The bass line of the harp was omitted from his notation for the most part – 10 tunes were documented with a bass line included. Only Irish music was allowed to be performed at the harp festival, which is an issue that may have affected some of the performers who were more used to playing other types of music. It certainly didn’t affect Fanning, O’Neill or Mooney however, as they took the top three prizes yet again. Notating at the Belfast Harp Festival must have given Bunting a taste for collecting the old Irish tunes, as he continued to do so for many years after.
The same year as notating at the Belfast Harp Festival, he was invited to Connaught by Richard Curwin to take down other tunes. He then toured Derry and Tyrone meeting up with musicians such as Denis Hempson on his travels. From his collections, Bunting published ‘A General Collection of the Ancient Irish Music’ in 1796. Although the tunes notated in this publication had been taken down from being played on the harp, Bunting realised that there would be no money to be made in publishing music for the harp and instead had notated everything for the piano.
In 1802, Bunting completed an extensive tour of Connaught accompanied for 16 days by Patrick Lynch, who would take down the words (Bunting had no Irish). Lynch would set off ahead of Bunting to get the words and would be joined at a later date. Bunting spent the next 6 years compiling all of the music he had heard on this tour into his next publication. ‘A General Collection of the Ancient Music of Ireland’ was published in 1809. This publication contained tunes both from the harp, but also from other instruments.
Again arranged for the piano – 77 tunes in total with 13 repeats from the previous collection. Bunting’s next release didn’t come until 1840. This was encouraged by Dr McDonall and George Petrie.
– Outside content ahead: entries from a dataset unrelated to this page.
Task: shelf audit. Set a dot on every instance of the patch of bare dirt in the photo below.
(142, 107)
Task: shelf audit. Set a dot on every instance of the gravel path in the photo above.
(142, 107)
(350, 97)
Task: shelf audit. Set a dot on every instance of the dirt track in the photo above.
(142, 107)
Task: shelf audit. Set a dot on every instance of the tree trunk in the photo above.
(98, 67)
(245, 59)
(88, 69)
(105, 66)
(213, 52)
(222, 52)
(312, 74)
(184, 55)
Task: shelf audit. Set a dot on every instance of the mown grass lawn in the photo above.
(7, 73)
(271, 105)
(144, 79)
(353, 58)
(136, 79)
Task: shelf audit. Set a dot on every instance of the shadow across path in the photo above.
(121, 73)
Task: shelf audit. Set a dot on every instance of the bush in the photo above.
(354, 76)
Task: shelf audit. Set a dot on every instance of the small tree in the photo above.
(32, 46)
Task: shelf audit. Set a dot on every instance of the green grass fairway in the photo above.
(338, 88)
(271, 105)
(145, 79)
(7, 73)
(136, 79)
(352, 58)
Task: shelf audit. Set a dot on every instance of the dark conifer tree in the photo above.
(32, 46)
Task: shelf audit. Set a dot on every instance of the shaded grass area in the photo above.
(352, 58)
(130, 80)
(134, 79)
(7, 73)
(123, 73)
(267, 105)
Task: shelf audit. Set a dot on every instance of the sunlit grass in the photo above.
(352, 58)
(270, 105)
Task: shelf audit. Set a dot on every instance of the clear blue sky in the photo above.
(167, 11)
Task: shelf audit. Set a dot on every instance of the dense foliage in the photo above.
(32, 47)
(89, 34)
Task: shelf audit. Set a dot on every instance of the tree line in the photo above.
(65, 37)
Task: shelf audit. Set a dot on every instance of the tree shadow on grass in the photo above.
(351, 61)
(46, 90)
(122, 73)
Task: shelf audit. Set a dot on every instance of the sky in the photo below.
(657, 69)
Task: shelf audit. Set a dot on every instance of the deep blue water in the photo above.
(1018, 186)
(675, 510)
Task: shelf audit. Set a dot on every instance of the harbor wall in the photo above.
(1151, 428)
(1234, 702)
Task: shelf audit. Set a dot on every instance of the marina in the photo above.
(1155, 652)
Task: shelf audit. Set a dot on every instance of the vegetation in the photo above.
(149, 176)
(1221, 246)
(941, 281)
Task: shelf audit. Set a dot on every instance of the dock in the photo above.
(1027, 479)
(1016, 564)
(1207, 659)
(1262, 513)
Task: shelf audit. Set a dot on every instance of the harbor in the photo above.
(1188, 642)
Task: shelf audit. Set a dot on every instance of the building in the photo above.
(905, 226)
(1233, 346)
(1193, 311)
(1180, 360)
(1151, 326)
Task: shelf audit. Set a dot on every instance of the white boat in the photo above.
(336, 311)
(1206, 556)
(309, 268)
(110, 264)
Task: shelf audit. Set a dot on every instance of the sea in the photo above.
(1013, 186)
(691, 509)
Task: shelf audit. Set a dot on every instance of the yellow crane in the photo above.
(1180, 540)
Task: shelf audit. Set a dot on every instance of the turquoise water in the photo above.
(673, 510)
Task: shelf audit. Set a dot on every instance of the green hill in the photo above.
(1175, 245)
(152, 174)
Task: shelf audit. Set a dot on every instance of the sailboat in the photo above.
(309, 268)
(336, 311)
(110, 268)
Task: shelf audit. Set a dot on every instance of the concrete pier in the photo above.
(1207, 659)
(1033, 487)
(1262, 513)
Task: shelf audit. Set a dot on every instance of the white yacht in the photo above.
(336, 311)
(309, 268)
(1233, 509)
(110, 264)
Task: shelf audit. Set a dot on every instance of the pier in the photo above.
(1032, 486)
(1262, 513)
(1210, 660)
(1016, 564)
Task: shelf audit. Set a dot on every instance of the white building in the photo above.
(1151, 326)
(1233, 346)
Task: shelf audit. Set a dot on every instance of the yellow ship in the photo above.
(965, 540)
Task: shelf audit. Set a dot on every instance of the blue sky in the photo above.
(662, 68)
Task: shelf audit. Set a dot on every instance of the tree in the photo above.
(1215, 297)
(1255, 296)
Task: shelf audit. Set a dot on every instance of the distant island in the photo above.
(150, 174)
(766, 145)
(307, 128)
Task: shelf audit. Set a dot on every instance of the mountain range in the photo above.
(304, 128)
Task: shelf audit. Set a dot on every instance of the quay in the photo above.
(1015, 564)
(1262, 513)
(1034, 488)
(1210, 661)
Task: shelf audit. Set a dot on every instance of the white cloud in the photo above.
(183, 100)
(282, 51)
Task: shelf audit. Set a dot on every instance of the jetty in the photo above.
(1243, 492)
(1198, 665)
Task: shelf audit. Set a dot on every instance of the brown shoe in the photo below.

Petrie gave Bunting 25 pieces towards the collection but Bunting only used 17. Bunting finally publishes ‘The Ancient Music of Ireland’ (Maybe he spent all the years thinking of the name! ) In this publication he discusses: The Method of Playing of the Old Irish Harpers Antiquity of the Harp and the Bagpipe Efforts to Revive the Harping Tradition Characteristics of Irish Melody
Anecdotes of the more Distinguished Harpers of the 17th & 18th Century Notes on the Pieces in the Collection The attempted revival of the Irish harping tradition was certainly not as successful as I would imagine was hoped. The lack in turnout of performers showed that the interest in the instrument was certainly fading out. However, if the attempts had not been made to try for the revival of the harp, Bunting would not have been asked to notate the tunes and as a result we may not have even any idea of melodies that had been passed down aurally throughout our history in Ireland.